Aside from Hal's death in this volume (he'd be back two years later in a time-travelling Green Lantern story, and then again in the Day of Judgement crossover) the overall impact of Final Night is considerably less than what we expect from modern crossovers. Notably, the crossover that followed Final Night, Genesis, also lacked a main villain (at least in the tie-in titles), with the heroes battling depressive moods and power loss; Genesis, however, lacked (to the extreme) the generally favorable critical reception that Final Night received -- that is, it's much harder to understand why Final Night isn't in print than why Genesis was never collected. DC crossovers would get better with DC One Million, but worse with Day of Judgment and Joker's Last Laugh before DC crossovers would cease altogether until Identity Crisis and Infinite Crisis resurrected the genre. Final Night, in this view, represents some of the best of the DC crossovers of this era (but very far from the best crossover by current standards), and also in a way the beginning of the end of that era of crossovers as a whole.
[Contains covers, previously uncolored preview book]
If we think of the history of the DC Universe as indeed a history, and a reader might want to experience that history from beginning to end, it's frustrating that key parts -- crossovers, I think, more so than individual titles -- shouldn't be readily available.
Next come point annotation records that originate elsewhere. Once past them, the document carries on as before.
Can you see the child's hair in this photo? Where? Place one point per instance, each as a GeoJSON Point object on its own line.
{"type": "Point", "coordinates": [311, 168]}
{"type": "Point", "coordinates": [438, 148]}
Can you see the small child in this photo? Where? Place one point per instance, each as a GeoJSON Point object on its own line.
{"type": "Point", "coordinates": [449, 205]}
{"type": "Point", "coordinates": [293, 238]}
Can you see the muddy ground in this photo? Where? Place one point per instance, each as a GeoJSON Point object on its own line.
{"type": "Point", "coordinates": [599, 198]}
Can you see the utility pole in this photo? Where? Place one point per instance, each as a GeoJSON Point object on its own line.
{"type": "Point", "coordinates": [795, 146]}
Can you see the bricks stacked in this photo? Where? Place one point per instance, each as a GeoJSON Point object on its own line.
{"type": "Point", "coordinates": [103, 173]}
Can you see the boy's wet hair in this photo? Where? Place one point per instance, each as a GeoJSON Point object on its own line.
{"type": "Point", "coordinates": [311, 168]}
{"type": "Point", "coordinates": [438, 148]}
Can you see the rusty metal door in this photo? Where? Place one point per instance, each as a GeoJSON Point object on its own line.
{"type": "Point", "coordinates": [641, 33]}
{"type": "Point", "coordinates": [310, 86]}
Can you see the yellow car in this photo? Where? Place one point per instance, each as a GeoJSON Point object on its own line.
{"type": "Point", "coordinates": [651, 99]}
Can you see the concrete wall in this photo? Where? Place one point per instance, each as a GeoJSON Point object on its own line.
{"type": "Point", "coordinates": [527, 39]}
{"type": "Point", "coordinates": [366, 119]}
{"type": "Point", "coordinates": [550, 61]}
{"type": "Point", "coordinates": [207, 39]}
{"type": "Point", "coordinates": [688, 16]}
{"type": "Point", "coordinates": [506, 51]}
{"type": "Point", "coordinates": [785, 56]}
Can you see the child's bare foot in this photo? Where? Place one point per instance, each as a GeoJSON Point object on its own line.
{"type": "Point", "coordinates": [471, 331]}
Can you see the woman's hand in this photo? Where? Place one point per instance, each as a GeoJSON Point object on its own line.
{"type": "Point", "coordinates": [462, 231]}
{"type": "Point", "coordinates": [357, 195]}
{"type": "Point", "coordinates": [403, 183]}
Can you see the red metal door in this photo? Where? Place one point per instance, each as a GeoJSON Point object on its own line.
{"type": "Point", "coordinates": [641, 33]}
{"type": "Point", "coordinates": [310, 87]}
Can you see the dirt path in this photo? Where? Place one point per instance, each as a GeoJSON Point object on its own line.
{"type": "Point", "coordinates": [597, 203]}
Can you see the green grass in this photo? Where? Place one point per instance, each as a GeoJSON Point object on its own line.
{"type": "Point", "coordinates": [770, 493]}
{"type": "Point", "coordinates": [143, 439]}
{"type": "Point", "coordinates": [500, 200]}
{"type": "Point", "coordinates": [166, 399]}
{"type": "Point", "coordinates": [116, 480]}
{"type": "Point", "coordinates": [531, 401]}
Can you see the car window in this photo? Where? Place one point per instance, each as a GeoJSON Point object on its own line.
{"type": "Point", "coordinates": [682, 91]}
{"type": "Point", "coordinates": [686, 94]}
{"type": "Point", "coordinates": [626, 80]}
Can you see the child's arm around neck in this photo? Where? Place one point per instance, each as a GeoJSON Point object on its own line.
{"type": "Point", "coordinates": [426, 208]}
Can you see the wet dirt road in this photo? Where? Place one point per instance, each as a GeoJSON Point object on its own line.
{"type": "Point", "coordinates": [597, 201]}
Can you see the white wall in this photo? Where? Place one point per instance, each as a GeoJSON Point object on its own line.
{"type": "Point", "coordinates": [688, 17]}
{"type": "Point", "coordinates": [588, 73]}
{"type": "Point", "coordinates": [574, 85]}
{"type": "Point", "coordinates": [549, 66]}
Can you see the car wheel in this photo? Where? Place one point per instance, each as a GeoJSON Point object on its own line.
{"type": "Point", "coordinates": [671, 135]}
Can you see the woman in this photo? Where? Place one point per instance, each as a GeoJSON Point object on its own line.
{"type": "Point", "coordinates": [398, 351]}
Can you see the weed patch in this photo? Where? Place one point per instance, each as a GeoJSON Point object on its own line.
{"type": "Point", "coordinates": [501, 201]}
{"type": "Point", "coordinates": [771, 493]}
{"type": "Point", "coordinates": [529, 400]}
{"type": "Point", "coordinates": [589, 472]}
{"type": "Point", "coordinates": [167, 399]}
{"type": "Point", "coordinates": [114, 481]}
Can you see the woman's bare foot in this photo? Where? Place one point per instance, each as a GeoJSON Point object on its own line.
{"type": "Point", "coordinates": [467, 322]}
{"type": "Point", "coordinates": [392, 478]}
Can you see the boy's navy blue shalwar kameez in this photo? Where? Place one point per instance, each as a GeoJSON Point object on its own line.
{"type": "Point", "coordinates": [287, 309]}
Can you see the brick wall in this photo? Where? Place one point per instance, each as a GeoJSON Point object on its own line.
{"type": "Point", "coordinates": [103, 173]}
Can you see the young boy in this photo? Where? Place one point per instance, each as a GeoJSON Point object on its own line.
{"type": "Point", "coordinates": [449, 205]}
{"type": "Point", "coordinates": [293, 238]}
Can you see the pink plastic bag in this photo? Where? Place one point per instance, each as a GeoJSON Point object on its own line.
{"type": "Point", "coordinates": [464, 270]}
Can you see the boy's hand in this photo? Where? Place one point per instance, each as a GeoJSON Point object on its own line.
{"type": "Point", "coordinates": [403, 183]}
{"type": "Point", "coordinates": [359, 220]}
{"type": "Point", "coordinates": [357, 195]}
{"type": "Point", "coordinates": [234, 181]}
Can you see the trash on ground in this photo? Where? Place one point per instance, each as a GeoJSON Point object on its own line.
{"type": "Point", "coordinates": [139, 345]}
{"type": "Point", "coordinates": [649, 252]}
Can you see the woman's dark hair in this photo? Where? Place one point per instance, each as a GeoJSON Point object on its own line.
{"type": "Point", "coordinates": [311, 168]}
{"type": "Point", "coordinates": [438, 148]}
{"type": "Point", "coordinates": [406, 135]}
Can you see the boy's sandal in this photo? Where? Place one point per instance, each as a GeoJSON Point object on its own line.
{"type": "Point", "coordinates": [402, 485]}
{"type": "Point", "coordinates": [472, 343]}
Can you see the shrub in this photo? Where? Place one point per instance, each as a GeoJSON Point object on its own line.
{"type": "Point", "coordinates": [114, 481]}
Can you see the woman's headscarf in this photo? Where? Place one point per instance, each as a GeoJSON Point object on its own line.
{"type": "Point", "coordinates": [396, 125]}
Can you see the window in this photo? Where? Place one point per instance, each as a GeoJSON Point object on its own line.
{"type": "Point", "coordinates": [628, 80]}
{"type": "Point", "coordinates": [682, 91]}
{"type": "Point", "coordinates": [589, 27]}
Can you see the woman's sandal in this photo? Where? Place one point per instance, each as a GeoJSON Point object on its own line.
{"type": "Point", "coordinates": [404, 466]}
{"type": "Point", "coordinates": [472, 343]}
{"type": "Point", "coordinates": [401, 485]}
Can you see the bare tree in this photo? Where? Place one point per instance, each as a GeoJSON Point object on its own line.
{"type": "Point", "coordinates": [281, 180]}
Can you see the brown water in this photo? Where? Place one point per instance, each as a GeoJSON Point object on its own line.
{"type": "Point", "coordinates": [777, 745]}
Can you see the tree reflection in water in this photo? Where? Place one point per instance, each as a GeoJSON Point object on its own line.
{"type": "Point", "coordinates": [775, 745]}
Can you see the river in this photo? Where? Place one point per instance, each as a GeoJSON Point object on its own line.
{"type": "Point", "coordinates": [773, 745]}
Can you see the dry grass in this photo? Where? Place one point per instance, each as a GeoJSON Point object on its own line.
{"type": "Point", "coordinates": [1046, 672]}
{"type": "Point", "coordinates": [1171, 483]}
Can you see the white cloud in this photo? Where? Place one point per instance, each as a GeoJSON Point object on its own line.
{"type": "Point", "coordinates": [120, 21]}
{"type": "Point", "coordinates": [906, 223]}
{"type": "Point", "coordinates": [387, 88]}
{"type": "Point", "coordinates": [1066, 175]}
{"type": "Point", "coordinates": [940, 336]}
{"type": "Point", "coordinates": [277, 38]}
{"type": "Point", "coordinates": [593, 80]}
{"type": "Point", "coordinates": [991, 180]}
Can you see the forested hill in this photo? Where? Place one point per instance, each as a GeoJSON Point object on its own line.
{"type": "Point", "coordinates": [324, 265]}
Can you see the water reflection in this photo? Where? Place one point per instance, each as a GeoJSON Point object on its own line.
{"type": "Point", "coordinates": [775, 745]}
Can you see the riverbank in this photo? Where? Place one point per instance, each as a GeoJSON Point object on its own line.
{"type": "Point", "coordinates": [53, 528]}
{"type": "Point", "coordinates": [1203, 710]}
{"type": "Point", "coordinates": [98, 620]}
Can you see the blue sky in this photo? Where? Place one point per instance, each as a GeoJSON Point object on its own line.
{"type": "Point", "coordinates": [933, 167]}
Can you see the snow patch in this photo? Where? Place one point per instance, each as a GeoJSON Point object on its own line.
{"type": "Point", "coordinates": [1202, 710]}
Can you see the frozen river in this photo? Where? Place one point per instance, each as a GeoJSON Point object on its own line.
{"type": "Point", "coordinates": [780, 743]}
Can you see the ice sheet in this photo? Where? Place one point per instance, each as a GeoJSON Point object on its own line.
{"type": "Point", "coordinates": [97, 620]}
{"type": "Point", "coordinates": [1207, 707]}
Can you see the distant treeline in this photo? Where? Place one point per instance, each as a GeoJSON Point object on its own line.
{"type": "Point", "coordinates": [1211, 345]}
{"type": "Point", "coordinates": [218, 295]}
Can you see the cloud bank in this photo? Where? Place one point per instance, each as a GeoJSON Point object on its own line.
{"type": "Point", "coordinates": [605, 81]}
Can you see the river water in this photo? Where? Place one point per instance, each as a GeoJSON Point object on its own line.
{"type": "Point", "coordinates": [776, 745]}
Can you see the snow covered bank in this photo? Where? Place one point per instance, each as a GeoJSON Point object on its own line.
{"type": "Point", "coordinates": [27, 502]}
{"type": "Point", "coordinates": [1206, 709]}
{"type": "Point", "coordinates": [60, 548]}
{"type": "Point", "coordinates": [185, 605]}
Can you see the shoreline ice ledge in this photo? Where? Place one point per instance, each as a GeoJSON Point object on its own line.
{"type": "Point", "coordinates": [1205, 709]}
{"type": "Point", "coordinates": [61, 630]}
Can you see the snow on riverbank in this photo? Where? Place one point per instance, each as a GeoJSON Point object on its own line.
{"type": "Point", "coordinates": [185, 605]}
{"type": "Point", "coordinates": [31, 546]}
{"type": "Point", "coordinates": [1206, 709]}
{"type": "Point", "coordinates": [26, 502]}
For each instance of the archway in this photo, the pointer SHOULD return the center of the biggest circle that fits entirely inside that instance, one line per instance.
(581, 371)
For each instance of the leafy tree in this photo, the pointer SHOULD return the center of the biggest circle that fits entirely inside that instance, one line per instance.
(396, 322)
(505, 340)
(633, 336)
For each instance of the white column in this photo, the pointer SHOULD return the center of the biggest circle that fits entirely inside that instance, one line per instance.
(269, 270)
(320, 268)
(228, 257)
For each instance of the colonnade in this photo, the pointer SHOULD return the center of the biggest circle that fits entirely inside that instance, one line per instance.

Especially since DC recently released collections of Millennium and Invasion, both of which pre-date Final Night, it seems even more counter-intuitive that Final Night and Underworld Unleashed shouldn't be available. In the end, there's something about Final Night that feels almost experimental, and it's an interesting experiment; ultimately I think most would hunt down the trade paperback more for the story's place in history than for the story itself, and it's puzzling that that's not possible. We'll talk about this more coming up.